Okay, so I'm a big AMD fan, especially when it comes to laptops, and have experience with different AMD chips (and some Intel).
The main determinants here are going to be price/budget and use/purpose.
Different chips are going to give you better performance depending on what you want your laptop for. I'm not going to assume gaming because people have other uses sometimes, but here's a general breakdown of where things go:
AMD is always going to be cheaper than Intel. They tend to be more power hungry and run a little hotter and the Intels tend to run less hot and consume less power. There is a caveat here in that if you are willing to go refurb/used you can sometimes get an older generation Intel for cheap. It's usually best suited for business notebooks because businesses cycle through their contracts every 3-4 years so there is a constant influx of "refurb" business notebooks that are technically just used but usually have nothing wrong with them. I recently picked up an HP Elitebook Refurb for $160 after rebates from Newegg which has a 3rd Generation i5 and I spent $20 to upgrade the RAM and $50 for an SSD and for $230 I have a laptop that runs super fast and meets all my business needs. That said, I wouldn't try to game on it at all.
So gaming is where the budget really makes a difference. Intel integrated graphics tend to suck. Now that's not always true and they seem to be getting better. One of my Steam friends recently bought an Intel laptop and has been testing the gaming on it and has done okay, but I think his is an i7. So with intel you either want a discrete graphics card (which makes it even more expensive) or an i7 (which again, increases expense). For gaming, AMD has better integrated graphics at a cheaper price so you can do some reasonable gaming for a lot less than it would cost for Intel.
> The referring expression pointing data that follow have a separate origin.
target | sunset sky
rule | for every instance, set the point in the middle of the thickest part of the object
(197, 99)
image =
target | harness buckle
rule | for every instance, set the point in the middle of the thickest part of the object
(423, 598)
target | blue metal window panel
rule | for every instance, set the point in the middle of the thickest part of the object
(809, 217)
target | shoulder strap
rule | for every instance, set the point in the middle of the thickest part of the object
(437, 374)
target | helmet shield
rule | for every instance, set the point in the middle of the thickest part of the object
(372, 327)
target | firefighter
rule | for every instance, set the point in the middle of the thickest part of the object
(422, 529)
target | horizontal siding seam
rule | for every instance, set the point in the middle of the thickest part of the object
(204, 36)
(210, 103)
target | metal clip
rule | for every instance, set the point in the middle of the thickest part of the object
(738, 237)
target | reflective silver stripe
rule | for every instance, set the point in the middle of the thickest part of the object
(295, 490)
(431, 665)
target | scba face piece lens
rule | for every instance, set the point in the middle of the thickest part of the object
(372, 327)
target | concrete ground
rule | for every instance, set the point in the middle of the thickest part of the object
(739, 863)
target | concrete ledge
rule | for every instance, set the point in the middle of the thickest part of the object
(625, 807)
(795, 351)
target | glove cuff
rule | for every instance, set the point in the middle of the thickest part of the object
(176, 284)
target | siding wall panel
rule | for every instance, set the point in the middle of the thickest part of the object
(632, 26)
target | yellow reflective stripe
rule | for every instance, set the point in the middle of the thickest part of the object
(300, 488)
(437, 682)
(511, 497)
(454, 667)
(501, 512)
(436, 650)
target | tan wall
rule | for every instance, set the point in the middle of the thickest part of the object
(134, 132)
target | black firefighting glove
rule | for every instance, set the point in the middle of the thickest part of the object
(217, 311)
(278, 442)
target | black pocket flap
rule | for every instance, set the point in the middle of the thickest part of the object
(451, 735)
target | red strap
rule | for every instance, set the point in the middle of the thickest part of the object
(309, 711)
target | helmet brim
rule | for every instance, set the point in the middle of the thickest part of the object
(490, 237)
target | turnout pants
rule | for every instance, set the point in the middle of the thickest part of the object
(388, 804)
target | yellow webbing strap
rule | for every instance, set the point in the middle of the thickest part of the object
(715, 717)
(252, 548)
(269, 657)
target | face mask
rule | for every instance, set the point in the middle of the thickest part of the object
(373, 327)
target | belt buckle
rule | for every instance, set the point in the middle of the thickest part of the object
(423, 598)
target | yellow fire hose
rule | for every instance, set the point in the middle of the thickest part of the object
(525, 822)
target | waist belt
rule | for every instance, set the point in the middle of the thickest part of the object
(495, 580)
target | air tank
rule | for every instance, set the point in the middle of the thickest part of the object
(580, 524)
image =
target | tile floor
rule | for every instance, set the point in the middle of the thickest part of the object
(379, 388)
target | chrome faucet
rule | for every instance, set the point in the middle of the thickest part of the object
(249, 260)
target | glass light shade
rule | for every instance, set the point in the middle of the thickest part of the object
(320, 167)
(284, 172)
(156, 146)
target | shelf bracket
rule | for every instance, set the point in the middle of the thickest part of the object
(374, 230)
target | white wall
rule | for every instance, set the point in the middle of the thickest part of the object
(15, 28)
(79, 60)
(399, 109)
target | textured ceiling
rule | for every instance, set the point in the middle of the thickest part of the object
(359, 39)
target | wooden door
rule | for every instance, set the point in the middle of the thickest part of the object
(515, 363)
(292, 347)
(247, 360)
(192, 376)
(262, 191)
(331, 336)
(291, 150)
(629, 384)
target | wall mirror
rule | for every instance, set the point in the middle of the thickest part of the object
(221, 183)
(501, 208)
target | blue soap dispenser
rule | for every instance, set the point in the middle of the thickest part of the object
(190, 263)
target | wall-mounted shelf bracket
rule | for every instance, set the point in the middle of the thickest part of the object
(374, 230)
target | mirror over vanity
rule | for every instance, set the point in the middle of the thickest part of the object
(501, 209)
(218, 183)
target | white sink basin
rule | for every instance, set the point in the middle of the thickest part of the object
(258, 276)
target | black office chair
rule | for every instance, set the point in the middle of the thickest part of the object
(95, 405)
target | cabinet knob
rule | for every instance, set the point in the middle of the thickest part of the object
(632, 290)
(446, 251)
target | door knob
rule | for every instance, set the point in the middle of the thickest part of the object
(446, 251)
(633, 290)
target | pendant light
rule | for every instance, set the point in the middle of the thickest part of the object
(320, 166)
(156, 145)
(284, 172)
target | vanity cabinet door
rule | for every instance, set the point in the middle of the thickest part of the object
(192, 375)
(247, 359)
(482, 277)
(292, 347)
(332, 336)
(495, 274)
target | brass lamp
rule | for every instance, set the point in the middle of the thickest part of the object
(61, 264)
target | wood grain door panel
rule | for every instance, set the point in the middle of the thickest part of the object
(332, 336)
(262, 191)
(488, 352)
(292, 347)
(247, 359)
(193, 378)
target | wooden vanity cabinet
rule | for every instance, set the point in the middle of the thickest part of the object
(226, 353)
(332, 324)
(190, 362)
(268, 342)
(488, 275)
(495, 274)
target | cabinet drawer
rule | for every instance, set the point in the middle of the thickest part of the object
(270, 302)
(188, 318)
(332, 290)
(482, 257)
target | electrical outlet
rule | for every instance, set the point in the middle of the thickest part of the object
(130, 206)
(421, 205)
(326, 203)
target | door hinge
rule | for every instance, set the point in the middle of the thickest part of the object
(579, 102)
And so this ties in with what I've already said, but the purpose or use of your notebook is going to make a big difference. Business, school, casual use - then go ahead and get an Intel, because even a 3rd or 4th generation one is going to serve you quite well for a cheap price and even an i3 will be fine for those uses (although a little slow).
Gaming and you need to go AMD if you have a limited budget. And here is where the FX and A series are distinguished:
FX is an older chip and technically can be more powerful than the A series. Difference is, the FX is just a chip and while there are some integrated graphics, they are not as good as the A Series. The A Series is a chipset with 12 cores where 4 cores are dedicated to the CPU and 8 cores are dedicated to the GPU. Meaning it is an integrated graphics chip, but it is specifically designed to be the most efficient and give you the maximum out of the integrated graphics. I'm a big fan of the series for that reason. A few years back I had an A8 laptop and I was running stuff like Sleeping Dogs when it came out at playable settings. We're not talking 60 FPS at Ultra, but we're talking 30 FPS at medium type quality. Basically, the equivalent of a console. I don't know how they do it, but the A series is just really good at gaming on a budget. And so the higher the number the more powerful in the series. A4 to A6 to A8 to A10 (and I think there might even be an A12). I'm not sure why the A8 tends to be better reviewed than the A10, but technically the A10 should be better.
Depending on what you're looking for you can get an A10 for under $300. I did so earlier this year for a gift laptop by using a coupon on the dell outlet to get a refurbed Dell Inspiron with A10 and 12GB of RAM for $277. You want to make sure you get a decent amount of RAM because these integrated GPUs pull from the system RAM since they have no memory of their own. So you want enough RAM to make sure you can power the integrated GPU and the rest of the system. I wouldn't go less than 8GBs. Now these Dell refurbs come with a full year of Dell warranty so it's like buying new in that you get their top notch customer service along with it. I've also seen some new Lenovo laptops in that price range with the A Series in it.
If you have any more questions, let me know, but hopefully this should get you headed in the right direction for your needs.